Socrates: vous avez raison, la sagesse est un long apprentissage.

Mickael: ceux qui comme Gottfried ne font plus l’effort de chasser, ils engraissent et deviennent dépendants.

Socrates: c’est vrai qu’il est un peu gras par moment mais je l’aime bien et il est toujours joyeux.

Mickael: c’est la joie de l’ignorant…

Charmide: allez, Mickael, il faut tout de même reconnaître qu’il n’est pas si ignorant que cela puisqu’il a trouvé comment vivre facilement!


Analyse

Socrates poursuit ici la réflexion amorcée au dialogue précédent, « Comment maintenir la paix? ». Les actions de Niccolò le serpent sont à nouveau évoquées mais elles sont maintenant commentées par les daims.

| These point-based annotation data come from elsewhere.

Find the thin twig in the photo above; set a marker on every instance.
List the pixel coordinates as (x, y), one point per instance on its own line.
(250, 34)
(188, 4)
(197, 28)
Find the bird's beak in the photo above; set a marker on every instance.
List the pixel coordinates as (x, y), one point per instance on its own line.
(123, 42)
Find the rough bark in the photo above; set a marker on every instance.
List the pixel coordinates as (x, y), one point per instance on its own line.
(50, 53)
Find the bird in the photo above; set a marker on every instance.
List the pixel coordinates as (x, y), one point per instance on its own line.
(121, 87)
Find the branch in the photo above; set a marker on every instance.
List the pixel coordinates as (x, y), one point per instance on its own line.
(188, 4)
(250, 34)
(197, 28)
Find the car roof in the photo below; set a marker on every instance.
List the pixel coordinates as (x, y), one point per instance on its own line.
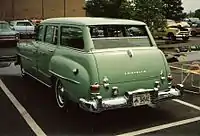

Pour Charmide, la soif de connaissance risque d’éloigner de la tempérance car celui qui sait veut souvent dominer ceux qui ne savent pas. Or la tempérance sait que le pouvoir est un leurre qui enferme aussi celui qui l’utilise. Mickael renchérit sur ce point en affirmant que ceux qui ont le pouvoir définissent la normalité comme la possession de ce savoir et culpabilisent ceux qui ne l’ont pas mais c’est un effort constant. Niccolò est responsable de cet état car il a éloigné les humains de la connaissance intuitive. Le savoir qui ne génère ni culpabilité, ni pouvoir, c’est celui qui permet de vivre à l’écart et de ne dépendre de personne.

Socrates dit que le savoir qu’il faut rechercher, c’est celui qui est connaissance de la nature des choses. Synonyme de sagesse et d’universalité, il est source d’unité et d’égalité. Il ne culpabilise pas mais réunit.

Discussions possibles

A quoi tient le pouvoir des mots?

Pourquoi les rois avaient-ils un fou près d’eux?

Pour finir

Envie de réflexion un peu plus poussée? Voyez Surveiller et punir: naissance de la prison où Michel Foucault montre comment la définition des déviances permet la surveillance efficace de tous.